The National Farmers’ Federation (NFF) has welcomed the decision of Prime Minister Malcolm Turnbull and Treasurer Scott Morrison to direct the Australian Competition and Consumer Commission (ACCC) to review retail electricity prices.
NFF President Fiona Simson said farmers across the nation had endured skyrocketing electricity tariffs for many years now and the frightening upward trajectory had to stop.
“As a case-in-point, sugarcane growers in Queensland have faced hikes of 120% in recent years and in South Australia farmers have battled rises of up 300%.”
“Farm businesses are small businesses and they just cannot absorb these types of extra cost impositions,” Ms Simson said.
Ms Simson said it was a reality that most rural and regional households and businesses had no or little choice of electricity provider and that this meant, more often than not, retailers enjoyed a monopoly situation.
“Monopolies rarely deliver positive outcomes for consumers.”
Ms Simson said tariff rises for farmers had largely been driven by the over investment or “gold plating” of the assets of electricity network and retail businesses.

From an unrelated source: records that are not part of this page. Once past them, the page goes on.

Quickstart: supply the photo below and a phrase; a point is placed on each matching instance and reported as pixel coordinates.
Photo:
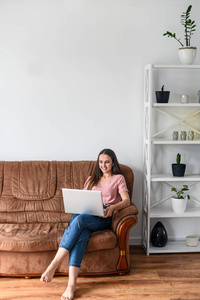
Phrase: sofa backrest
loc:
(31, 191)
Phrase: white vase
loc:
(179, 205)
(187, 55)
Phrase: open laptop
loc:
(83, 202)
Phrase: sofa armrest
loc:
(122, 222)
(120, 216)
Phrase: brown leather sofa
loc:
(32, 219)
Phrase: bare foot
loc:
(47, 276)
(69, 293)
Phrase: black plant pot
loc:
(159, 236)
(178, 170)
(162, 96)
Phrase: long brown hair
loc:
(97, 173)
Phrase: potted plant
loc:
(187, 53)
(178, 169)
(162, 96)
(179, 201)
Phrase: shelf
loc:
(168, 213)
(176, 104)
(168, 177)
(174, 247)
(178, 142)
(176, 67)
(160, 120)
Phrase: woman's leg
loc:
(78, 224)
(71, 288)
(47, 276)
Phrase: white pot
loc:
(179, 205)
(187, 55)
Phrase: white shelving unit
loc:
(160, 150)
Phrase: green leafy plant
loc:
(189, 28)
(180, 192)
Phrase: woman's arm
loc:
(124, 203)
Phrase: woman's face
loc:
(105, 164)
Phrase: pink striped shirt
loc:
(111, 189)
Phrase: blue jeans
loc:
(76, 236)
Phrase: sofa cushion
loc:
(28, 237)
(46, 237)
(34, 180)
(104, 239)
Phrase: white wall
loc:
(71, 76)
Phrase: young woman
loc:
(107, 178)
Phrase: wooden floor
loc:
(166, 276)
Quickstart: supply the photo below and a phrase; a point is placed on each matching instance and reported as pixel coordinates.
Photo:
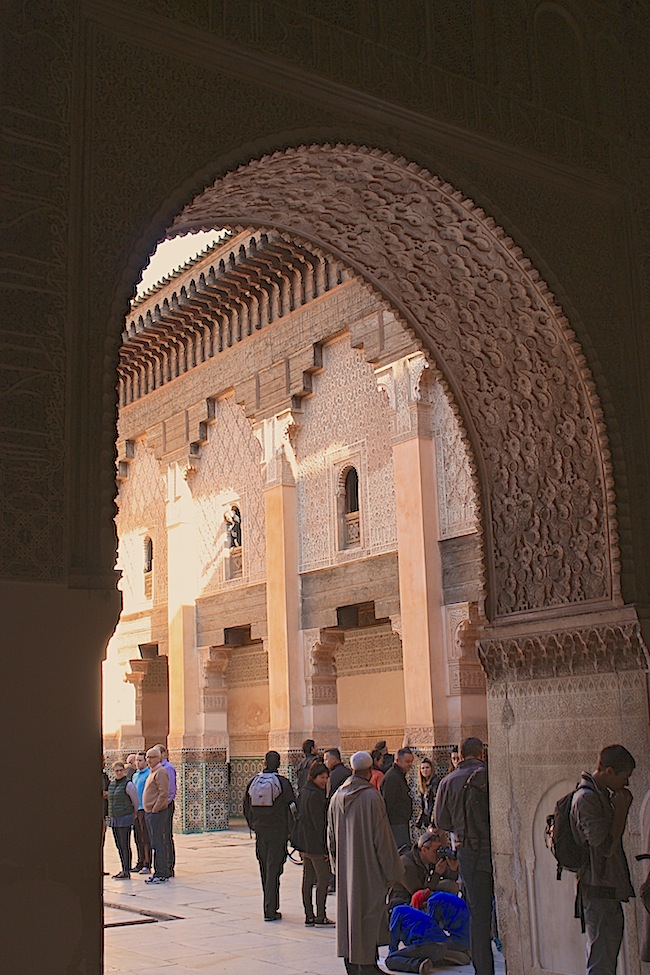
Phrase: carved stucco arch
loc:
(490, 324)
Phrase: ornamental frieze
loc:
(506, 353)
(607, 648)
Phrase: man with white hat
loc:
(365, 860)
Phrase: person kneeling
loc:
(432, 932)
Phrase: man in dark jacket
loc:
(397, 796)
(338, 771)
(425, 868)
(462, 807)
(270, 823)
(599, 811)
(310, 753)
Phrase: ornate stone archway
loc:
(506, 351)
(560, 650)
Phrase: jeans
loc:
(156, 826)
(271, 852)
(604, 929)
(142, 843)
(122, 837)
(315, 870)
(168, 839)
(478, 884)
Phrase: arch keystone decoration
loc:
(506, 352)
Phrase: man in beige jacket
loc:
(154, 800)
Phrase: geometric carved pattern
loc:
(203, 795)
(607, 648)
(229, 468)
(507, 353)
(456, 487)
(369, 650)
(345, 409)
(249, 665)
(141, 512)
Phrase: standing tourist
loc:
(599, 812)
(338, 771)
(397, 796)
(365, 862)
(168, 837)
(462, 807)
(267, 799)
(313, 844)
(428, 783)
(155, 800)
(310, 753)
(142, 842)
(122, 805)
(377, 774)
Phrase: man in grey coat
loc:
(365, 862)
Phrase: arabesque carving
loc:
(507, 353)
(592, 650)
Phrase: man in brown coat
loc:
(155, 799)
(365, 861)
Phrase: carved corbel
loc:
(321, 647)
(215, 689)
(275, 436)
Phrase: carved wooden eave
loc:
(240, 286)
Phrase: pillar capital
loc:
(274, 435)
(407, 384)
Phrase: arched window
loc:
(234, 561)
(348, 502)
(148, 567)
(351, 491)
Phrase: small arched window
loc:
(351, 491)
(148, 555)
(148, 567)
(348, 506)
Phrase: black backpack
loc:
(558, 835)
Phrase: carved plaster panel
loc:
(605, 648)
(506, 350)
(345, 420)
(369, 650)
(229, 473)
(141, 513)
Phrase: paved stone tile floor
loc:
(208, 919)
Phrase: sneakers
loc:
(457, 957)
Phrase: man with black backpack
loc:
(267, 799)
(599, 811)
(462, 808)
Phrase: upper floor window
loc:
(148, 567)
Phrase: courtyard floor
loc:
(208, 919)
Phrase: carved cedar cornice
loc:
(509, 357)
(607, 648)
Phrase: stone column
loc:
(284, 645)
(214, 696)
(420, 577)
(184, 703)
(559, 689)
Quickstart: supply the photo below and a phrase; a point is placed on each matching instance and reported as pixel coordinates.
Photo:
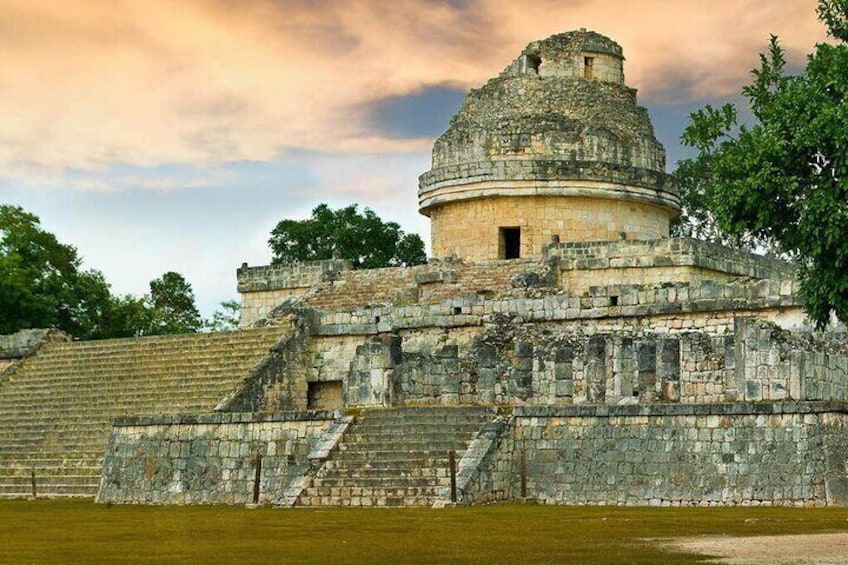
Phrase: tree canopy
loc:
(171, 302)
(41, 282)
(361, 237)
(42, 285)
(782, 181)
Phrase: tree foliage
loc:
(42, 285)
(227, 318)
(782, 182)
(361, 237)
(41, 282)
(171, 303)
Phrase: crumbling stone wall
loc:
(264, 288)
(740, 454)
(17, 346)
(208, 458)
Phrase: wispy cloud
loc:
(95, 83)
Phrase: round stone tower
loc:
(554, 146)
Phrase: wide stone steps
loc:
(395, 457)
(56, 407)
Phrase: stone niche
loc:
(326, 395)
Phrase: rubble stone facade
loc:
(585, 358)
(554, 146)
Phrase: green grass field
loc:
(82, 532)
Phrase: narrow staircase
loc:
(395, 457)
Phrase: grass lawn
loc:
(79, 531)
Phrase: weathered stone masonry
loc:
(560, 348)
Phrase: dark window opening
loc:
(324, 395)
(510, 243)
(588, 67)
(533, 63)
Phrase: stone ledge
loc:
(225, 418)
(720, 409)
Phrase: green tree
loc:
(41, 281)
(783, 181)
(361, 237)
(172, 306)
(227, 318)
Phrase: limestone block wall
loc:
(585, 265)
(470, 228)
(726, 454)
(738, 454)
(582, 269)
(264, 288)
(208, 458)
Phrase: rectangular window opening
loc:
(509, 243)
(589, 67)
(326, 395)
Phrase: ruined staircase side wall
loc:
(16, 347)
(208, 458)
(736, 454)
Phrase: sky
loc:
(172, 135)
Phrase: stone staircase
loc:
(395, 457)
(56, 407)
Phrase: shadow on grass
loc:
(81, 532)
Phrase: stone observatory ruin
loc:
(558, 348)
(554, 146)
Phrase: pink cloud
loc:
(206, 81)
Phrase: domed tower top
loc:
(575, 54)
(555, 145)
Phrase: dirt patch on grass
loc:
(812, 549)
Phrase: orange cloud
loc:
(91, 83)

“Government regulated network costs and other charges account for about 70% of a typical bill for a farmer – while the actual cost of electricity makes up less than a quarter of the bill.
“Electricity companies – and the Governments that own some of them – have been reaping the profits – as tariffs provide a return on this over-investment. The Queensland Government alone pockets about $1.5 billion in electricity company dividends annually.
“Worryingly the proposed current change to tariff structure by the Queensland State Government would see an overnight increase in electricity bills of between 200% and 300% in some regions.”
Ms Simson said customers should not be paying the price for wasteful, over investment in the past – nor should they be lining the pockets of asset owners through inflated profit margins.
“This inquiry is an important opportunity to shine a truly independent light – that takes a consumers perspective – on the way power prices are established.”
Ms Simson concluded that this inquiry does not absolve Governments of the need to comprehensively address the other drivers that affect the affordability, reliability and sustainability of electricity supply – including the need for reform to the National Electricity Market and the long-term, bipartisan policy settings that are required to support future investment in power generation.